May 6th, 2012 — 11:48 am





I’m of an age where Tim Hardin‘s Reason To Believe is heard first and foremost in the voice of a late-career Rod Stewart – an inauspicious echo for a song so powerful, and so well-covered. But a good coverwatcher learns to spot trends among the liner notes as he gathers in the sheaves. And so, with today’s culminating feature, we come to honor a gradual and growing awareness of the work of the sixties and seventies singer-songwriter among a generation of artists and fans born after his rise and fall from grace – much of it secondhand, through coverage.

Like so many of his long-gone contemporaries, Hardin’s history is dark and disturbing: a long-time heroin addict who showed early promise, he drifted through the Greenwich Village and other, less definitive folk scenes in his early years, ultimately growing to become a featured act at Woodstock and a celebrated member of the radiofolk revival in my parents’ teenage years. Although he recorded nine and half full-length albums before an untimely overdose in 1980 cut his career to the quick, the gentle Oregon-based performer suffered greatly from a combination of stage fright and addiction. For much of his later years, he lost the ability to tour altogether, turning in notably erratic performances when he did find himself on stage, despite continued celebration by critics and peers alike for his work as a composer and studio musician.
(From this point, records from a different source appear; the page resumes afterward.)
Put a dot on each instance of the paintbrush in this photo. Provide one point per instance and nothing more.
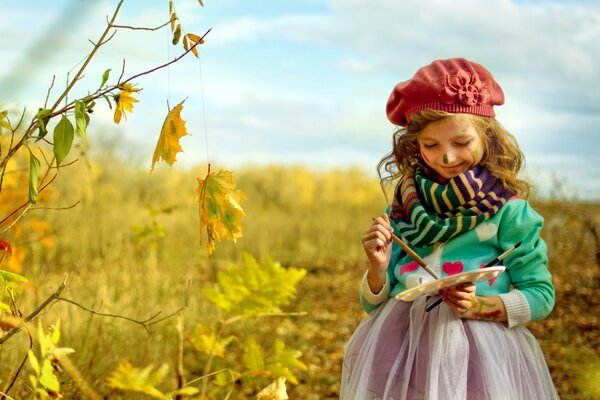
(490, 264)
(414, 256)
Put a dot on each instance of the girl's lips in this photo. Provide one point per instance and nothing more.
(452, 168)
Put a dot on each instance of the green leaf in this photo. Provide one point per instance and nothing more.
(35, 365)
(3, 121)
(42, 117)
(34, 172)
(80, 119)
(105, 76)
(63, 139)
(253, 357)
(126, 377)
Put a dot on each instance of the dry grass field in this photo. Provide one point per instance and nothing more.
(130, 248)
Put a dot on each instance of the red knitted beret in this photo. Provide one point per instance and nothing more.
(453, 85)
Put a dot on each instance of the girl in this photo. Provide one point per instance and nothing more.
(457, 206)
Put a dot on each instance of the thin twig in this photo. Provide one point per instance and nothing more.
(56, 208)
(135, 28)
(180, 372)
(89, 58)
(170, 62)
(144, 323)
(35, 312)
(49, 90)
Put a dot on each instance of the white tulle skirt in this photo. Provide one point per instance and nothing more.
(401, 352)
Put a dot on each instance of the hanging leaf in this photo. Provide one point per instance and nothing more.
(124, 101)
(80, 119)
(275, 391)
(4, 122)
(219, 209)
(5, 246)
(173, 19)
(34, 171)
(63, 139)
(172, 130)
(177, 34)
(196, 41)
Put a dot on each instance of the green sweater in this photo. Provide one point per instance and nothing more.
(525, 286)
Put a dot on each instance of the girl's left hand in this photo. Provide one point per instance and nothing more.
(460, 298)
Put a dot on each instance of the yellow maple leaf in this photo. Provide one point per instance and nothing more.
(219, 208)
(125, 101)
(172, 130)
(275, 391)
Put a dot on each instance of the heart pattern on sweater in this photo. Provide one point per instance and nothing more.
(491, 280)
(410, 267)
(453, 268)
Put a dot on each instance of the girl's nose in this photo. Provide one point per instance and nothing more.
(448, 158)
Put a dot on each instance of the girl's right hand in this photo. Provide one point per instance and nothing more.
(377, 243)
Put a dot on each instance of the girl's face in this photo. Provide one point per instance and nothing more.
(450, 146)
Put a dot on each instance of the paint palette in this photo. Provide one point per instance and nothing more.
(433, 286)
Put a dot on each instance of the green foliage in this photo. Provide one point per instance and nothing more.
(9, 288)
(63, 139)
(45, 366)
(254, 288)
(128, 378)
(207, 341)
(280, 364)
(34, 172)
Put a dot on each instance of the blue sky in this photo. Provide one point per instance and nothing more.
(306, 82)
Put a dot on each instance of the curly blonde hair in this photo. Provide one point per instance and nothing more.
(501, 156)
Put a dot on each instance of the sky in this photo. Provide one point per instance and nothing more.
(306, 81)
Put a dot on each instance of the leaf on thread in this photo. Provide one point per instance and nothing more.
(177, 34)
(275, 391)
(218, 207)
(172, 130)
(196, 41)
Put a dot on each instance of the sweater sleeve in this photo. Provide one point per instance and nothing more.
(533, 295)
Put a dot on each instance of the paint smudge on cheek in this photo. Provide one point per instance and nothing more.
(423, 156)
(477, 152)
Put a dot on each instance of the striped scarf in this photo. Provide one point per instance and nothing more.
(427, 212)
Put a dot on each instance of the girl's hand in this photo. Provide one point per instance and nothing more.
(462, 300)
(459, 298)
(377, 243)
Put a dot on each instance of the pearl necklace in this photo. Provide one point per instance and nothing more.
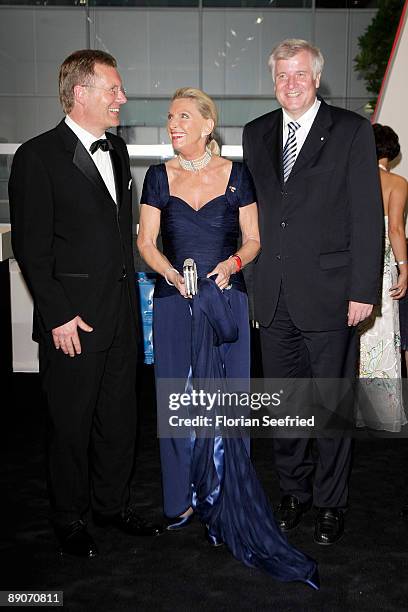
(194, 165)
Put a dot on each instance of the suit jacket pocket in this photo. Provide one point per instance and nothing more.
(305, 172)
(71, 275)
(337, 259)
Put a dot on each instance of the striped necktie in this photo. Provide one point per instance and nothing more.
(289, 151)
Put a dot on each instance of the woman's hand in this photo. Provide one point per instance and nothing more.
(223, 270)
(178, 281)
(399, 290)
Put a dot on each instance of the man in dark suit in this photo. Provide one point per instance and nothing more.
(70, 202)
(318, 275)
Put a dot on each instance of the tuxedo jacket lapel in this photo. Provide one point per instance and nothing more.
(83, 161)
(316, 139)
(117, 173)
(273, 143)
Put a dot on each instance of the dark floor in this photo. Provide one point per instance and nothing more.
(366, 571)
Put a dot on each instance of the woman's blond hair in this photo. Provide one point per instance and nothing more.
(207, 109)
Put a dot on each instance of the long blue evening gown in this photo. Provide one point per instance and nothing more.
(213, 475)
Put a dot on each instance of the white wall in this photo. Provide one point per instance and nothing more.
(159, 50)
(392, 108)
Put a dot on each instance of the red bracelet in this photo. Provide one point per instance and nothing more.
(238, 261)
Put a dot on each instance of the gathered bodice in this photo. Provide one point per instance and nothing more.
(208, 235)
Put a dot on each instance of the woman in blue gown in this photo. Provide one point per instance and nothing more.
(201, 202)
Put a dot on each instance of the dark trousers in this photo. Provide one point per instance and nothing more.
(288, 352)
(92, 423)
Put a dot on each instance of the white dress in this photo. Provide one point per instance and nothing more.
(380, 404)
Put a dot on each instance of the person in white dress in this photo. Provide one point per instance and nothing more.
(381, 406)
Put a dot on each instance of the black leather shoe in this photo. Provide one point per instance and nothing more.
(179, 522)
(129, 522)
(289, 512)
(75, 540)
(404, 512)
(329, 526)
(213, 540)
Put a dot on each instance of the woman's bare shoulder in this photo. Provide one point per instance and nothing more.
(398, 181)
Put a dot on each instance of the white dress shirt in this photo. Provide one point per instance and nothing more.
(101, 158)
(305, 122)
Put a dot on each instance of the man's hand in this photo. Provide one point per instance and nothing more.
(66, 336)
(358, 311)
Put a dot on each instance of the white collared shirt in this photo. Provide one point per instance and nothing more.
(101, 158)
(305, 121)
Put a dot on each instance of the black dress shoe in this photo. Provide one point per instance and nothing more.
(290, 511)
(329, 526)
(129, 522)
(213, 540)
(179, 522)
(404, 512)
(75, 540)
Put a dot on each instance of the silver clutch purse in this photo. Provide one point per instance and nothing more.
(190, 276)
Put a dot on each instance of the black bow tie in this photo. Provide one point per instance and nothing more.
(102, 143)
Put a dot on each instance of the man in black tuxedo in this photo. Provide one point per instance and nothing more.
(70, 201)
(318, 275)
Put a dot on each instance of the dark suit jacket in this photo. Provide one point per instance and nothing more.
(322, 231)
(70, 239)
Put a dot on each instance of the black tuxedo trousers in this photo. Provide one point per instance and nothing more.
(288, 352)
(92, 422)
But even to the end, stylistically, Hardin’s work is worth its early and ongoing recognition. Listening to his songbook, one is struck by his effortless way with melody, typified by waves of sound that rise and fall, pulse and swell through his performance. Lyrically, too, there is a consistency of tone, with confessional songs of deep heartache and disconnection, and the struggle to make sense of the world – topics that so characterize certain songwriters of his era, but run especially deep in such a conflicted personality. The combination of these elements makes for a particularly potent mix: there’s power in his smooth and dreamy approach to songwriting and recording alike, one well-served by that gentle, slightly hoarse tenor and the soft guitar strum, underscored by gentle piano, brushed drums, and orchestral elements, resulting in a catalog that redefines easy listening as a palatable, palpable force laid over a narcotic darkness.

Such a splash in his time cannot help but ripple into the present. Hardin’s songs are familiar on late-night soft rock radio even into the new century; his most popular works have been covered umpteen times, with many making it to their own place on the charts. Most versions retain the dreamy, maudlin setting, even as they span decades, from Donovan, Karen Dalton, and The Pozo-Seco Singers’ mid-sixties recordings to newer takes from Okkervil River, Horse Feathers, Damon & Naomi, Kathryn Williams, Jesse Malin, Mark Lanegan, and others pushing the maudlin fringes of folk, indie music, rock and pop in the 21st century. Indeed, If I Were A Carpenter, Hardin’s second most famous song, is technically a cover in the songwriter’s hands: Bobby Darin reached number 8 on the US charts with his version, which was released a full year before Tim Hardin 2, and returned the favor three years later by penning Simple Song Of Freedom for Hardin’s use. But we’ll allow both here, since our Covered In Folk sets are designed to celebrate songbooks and originals alike, and Hardin’s versions are no less seminal.